We are in the process of specifying some APIs more rigorously, enhancing our test suites to verify compliance with the specification, effectively creating a formal specification for the subset of behaviors that can be easily tested. We welcome involvement in this process, from both users and implementors of our APIs.
Wire compatibility concerns the data being transmitted over the wire between components. Hadoop uses protocol buffers for most RPC communication. Preserving compatibility requires prohibiting modification to the required fields of the corresponding protocol buffer. Optional fields may be added without breaking backwards compatibility. The protocols can be categorized as follows:
- Client-Server (Admin): It’s worth distinguishing a subset of the Client-Server protocols used solely by administrative commands (eg the HA admin protocol) as these protocols may be changed with less impact than general Client-Server protocols.
Non-RPC communication should be considered as well, for example using HTTP to transfer an HDFS image as part of snapshotting or transferring MapTask output.
While the Metrics API compatibility is governed by Java API compatibility, the actual metrics exposed by Hadoop need to be compatible for users to be able to automate using them (scripts etc.). Adding additional metrics is compatible; modifying (eg changing the unit or measurement) or removing existing metrics breaks compatibility. Likewise, changes to JMX MBean object names also break compatibility.
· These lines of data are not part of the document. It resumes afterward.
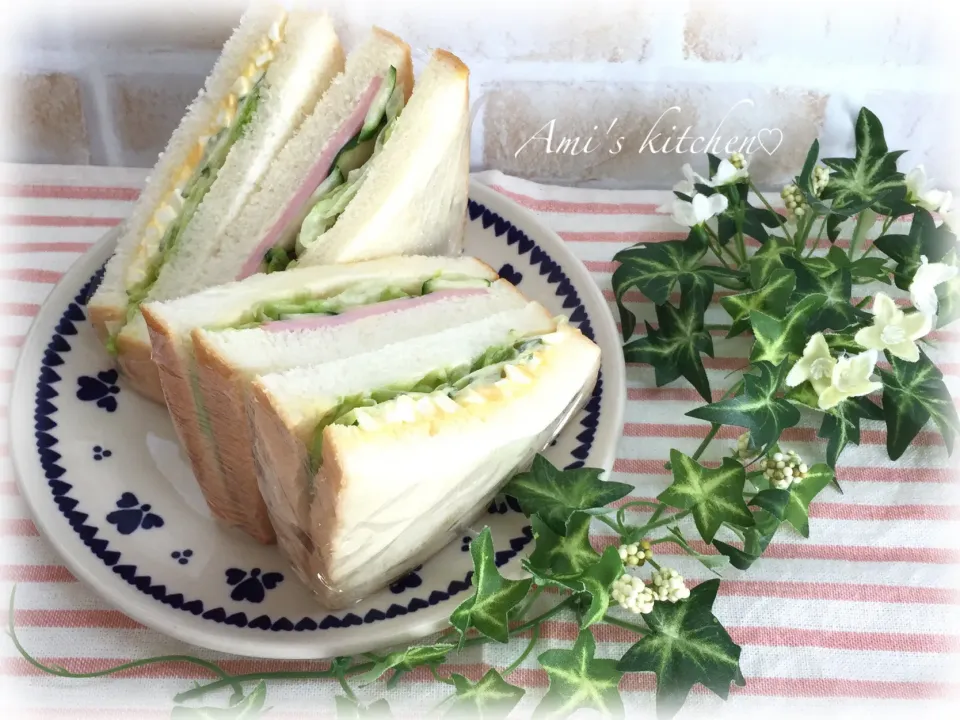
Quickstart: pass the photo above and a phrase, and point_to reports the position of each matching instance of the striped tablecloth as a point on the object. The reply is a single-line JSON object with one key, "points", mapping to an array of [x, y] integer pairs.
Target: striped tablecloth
{"points": [[859, 620]]}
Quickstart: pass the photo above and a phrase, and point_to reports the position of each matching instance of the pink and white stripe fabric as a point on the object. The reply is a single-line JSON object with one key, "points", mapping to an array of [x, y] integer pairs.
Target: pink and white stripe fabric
{"points": [[861, 620]]}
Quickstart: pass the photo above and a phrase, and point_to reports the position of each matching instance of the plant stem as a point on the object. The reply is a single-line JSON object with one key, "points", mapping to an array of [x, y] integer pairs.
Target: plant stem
{"points": [[860, 230], [783, 223], [624, 624], [535, 635]]}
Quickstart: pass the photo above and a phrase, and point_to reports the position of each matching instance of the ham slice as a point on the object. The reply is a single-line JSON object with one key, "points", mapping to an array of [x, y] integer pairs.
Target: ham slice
{"points": [[294, 210], [319, 321]]}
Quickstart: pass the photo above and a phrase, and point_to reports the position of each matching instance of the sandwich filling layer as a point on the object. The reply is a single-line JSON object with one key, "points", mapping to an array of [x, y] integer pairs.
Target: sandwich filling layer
{"points": [[196, 176], [334, 179], [493, 374]]}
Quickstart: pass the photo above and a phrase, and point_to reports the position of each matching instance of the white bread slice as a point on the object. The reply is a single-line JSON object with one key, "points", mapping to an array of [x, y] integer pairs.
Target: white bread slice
{"points": [[385, 500], [306, 61], [414, 199], [371, 60], [206, 401]]}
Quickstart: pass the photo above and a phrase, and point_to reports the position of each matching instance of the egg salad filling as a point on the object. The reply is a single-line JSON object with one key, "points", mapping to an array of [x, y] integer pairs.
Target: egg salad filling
{"points": [[356, 296], [492, 375], [196, 176], [348, 171]]}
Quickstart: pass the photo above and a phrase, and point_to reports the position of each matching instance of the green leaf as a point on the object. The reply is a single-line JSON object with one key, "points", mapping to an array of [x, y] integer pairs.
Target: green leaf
{"points": [[778, 340], [913, 393], [796, 509], [771, 298], [686, 645], [655, 269], [565, 555], [405, 660], [494, 597], [757, 409], [925, 239], [594, 581], [579, 680], [554, 494], [348, 709], [841, 426], [245, 708], [714, 496], [867, 179], [766, 260], [948, 295], [836, 312], [674, 348], [491, 698], [755, 540], [713, 563]]}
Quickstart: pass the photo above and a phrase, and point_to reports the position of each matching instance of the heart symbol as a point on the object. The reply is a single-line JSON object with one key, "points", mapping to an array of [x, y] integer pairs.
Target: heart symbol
{"points": [[770, 132]]}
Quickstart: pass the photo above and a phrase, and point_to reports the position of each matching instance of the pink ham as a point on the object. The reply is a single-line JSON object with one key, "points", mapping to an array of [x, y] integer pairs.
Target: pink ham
{"points": [[319, 321], [318, 173]]}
REST API compatibility corresponds to both the request (URLs) and responses to each request (content, which may contain other URLs). Hadoop REST APIs are specifically meant for stable use by clients. The following are the exposed REST APIs:
WebHDFS (as supported by HttpFs) - Stable
- WebHDFS (as supported by HDFS) - Stable
- Servlets - JMX, conf
Users and admins use Command Line Interface commands either directly or via scripts to access/modify data and run jobs/apps. Changing the path of a command, removing or renaming command line options, the order of arguments, or the command return code and output may break compatibility and adversely affect users.
Userlogs, job history and output are stored on disk - local or on HDFS. Changing the directory structure of these user-accessible files break compatibility, even in cases where the original path is preserved via symbolic links (if, for example, the path is accessed by a servlet that is configured to not follow links).
User applications (e.g. Java programs which are not MR jobs) built against Hadoop might add all Hadoop jars (including Hadoop’s dependencies) to the application’s classpath. Adding new dependencies or updating the version of existing dependencies may break user programs.
Users and related projects often utilize the exported environment variables (eg HADOOP_CONF_DIR), therefore removing or renaming environment variables is an incompatible change.
Hadoop Configuration Files
Modification to Hadoop configuration properties, both key names and units of values. We assume users, who use Hadoop configuration objects to pass information to jobs, ensure their properties do not conflict with the key-prefixes defined by Hadoop. The following key-prefixes are used by Hadoop daemons and should be avoided:
Hadoop uses particular formats to store data and metadata. Modifying these formats can interfere with rolling upgrades and hence require compatibility guarantees. For instance, modifying the IFile format will require re-execution of jobs in-flight during a rolling upgrade. Preserving certain formats like HDFS meta data allow access/modification of data across releases.